There seems a lot of heated argument these days for and against the idea of self-determination in Tibet; I can agree in part with both sides.
- Some people say that China is denying self-determination to Tibet, oppressing Tibetans, and trying to settle Tibet with Chinese people in order to outnumber the Tibetans.
- Other people (mostly Chinese) say that Tibet has been part of China for a long time, that Chinese rule in Tibet is improving the living standards of Tibetans, and that foreigners have no right to criticize because their own countries have denied self-determination to other peoples in the past.
All of these claims by both sides may be true simultaneously. But both sides seem to have blind spots:
- The Free Tibet crowd seem to be forgetting that the issue of self-determination is world-wide. I support the right to self-determination myself, but I support it for all peoples everywhere, not just for Tibetans. The Chechens and the Palestinians and various peoples of ex-Yugoslavia, for instance, have surely suffered worse than the Tibetans. The Basques are not suffering (except from the excesses of their own extremists), but their position is in principle similar to that of the Tibetans. Spain doesn't accept self-determination for Gibraltar either. Argentina doesn't accept self-determination for the Falkland Islands.
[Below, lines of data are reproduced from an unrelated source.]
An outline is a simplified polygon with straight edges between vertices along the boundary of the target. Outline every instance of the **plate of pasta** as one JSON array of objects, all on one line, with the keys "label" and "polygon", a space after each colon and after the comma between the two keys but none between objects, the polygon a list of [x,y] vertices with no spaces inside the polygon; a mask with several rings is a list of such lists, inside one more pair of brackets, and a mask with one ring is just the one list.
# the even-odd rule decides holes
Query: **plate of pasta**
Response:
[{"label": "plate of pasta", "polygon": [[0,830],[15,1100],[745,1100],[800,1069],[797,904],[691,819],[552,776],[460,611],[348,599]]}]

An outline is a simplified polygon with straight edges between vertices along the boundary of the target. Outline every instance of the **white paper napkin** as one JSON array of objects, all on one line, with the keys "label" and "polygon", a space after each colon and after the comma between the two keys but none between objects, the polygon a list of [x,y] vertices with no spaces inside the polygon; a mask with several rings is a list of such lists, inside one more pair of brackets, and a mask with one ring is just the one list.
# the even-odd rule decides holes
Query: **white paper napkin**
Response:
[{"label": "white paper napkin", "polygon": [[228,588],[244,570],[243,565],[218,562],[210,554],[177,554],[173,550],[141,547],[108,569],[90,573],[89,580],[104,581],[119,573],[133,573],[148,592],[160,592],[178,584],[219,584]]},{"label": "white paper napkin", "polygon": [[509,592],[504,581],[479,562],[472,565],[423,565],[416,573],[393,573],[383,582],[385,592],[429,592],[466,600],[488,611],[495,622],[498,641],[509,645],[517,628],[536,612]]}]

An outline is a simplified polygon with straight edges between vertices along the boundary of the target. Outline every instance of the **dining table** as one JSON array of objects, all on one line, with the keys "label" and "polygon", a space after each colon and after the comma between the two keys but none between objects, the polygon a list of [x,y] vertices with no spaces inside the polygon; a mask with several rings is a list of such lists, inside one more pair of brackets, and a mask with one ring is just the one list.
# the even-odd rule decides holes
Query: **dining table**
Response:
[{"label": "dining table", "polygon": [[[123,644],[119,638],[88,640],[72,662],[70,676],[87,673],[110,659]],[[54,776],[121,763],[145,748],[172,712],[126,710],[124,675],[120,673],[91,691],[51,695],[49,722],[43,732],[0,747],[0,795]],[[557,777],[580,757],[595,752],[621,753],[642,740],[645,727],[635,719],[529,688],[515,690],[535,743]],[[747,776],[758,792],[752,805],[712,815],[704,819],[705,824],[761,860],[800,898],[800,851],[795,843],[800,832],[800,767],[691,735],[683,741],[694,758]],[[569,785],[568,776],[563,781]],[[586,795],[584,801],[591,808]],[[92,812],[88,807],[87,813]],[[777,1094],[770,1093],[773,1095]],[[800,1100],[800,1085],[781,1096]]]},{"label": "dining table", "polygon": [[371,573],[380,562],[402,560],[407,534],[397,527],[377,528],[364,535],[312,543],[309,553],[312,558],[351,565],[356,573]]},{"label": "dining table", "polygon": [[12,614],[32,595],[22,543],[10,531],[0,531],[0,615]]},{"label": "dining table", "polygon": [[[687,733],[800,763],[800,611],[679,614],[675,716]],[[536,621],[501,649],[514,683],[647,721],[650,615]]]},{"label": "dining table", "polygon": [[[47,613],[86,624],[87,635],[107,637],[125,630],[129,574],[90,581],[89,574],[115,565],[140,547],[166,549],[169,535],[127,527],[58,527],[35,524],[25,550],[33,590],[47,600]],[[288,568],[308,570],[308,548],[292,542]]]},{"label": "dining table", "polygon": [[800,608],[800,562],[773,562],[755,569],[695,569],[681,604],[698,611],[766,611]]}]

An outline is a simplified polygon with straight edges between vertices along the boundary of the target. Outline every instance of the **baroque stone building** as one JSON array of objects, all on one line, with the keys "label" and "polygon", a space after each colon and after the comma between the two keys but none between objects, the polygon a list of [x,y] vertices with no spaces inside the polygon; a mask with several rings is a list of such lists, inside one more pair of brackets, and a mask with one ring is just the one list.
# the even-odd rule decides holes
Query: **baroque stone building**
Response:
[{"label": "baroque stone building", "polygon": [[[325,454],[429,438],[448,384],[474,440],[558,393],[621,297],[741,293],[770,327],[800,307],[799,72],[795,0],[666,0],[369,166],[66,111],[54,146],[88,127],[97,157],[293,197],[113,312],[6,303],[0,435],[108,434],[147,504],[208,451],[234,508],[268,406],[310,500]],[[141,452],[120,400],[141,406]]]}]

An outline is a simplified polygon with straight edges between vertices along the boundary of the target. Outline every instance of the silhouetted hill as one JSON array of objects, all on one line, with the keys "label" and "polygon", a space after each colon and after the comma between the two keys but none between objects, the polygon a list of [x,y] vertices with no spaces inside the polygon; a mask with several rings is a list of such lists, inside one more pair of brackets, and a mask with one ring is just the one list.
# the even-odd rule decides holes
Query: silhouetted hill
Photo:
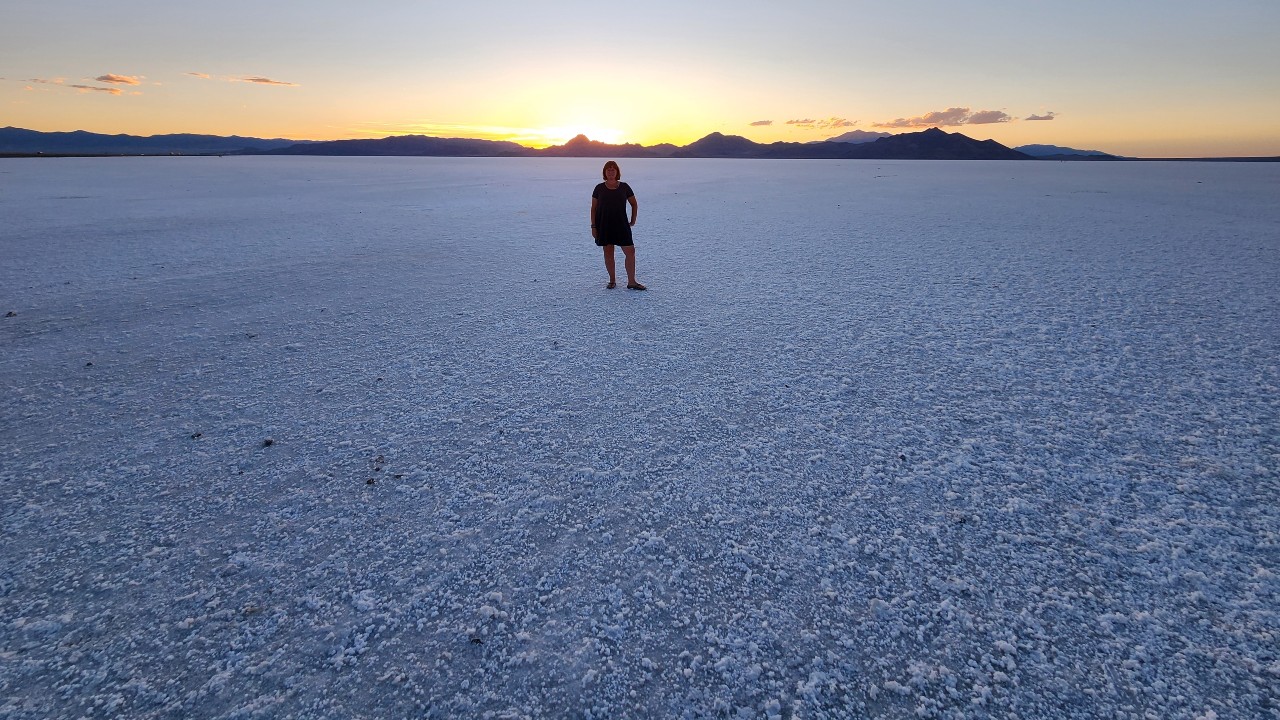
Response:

- The Chinese nationalist crowd seem to rely on the argument that self-determination is a modern right that was never observed in the past. If what we're doing in Tibet is bad, they say, then what your countries have done in the past was even worse. This is true, but irrelevant. By the same argument, China could practise slavery and point out that other countries have done it too. If you're a good person, you act in a good way. If you act in a bad way and try to justify yourself by saying that other people have done it too, the fact remains that you're still a bad person.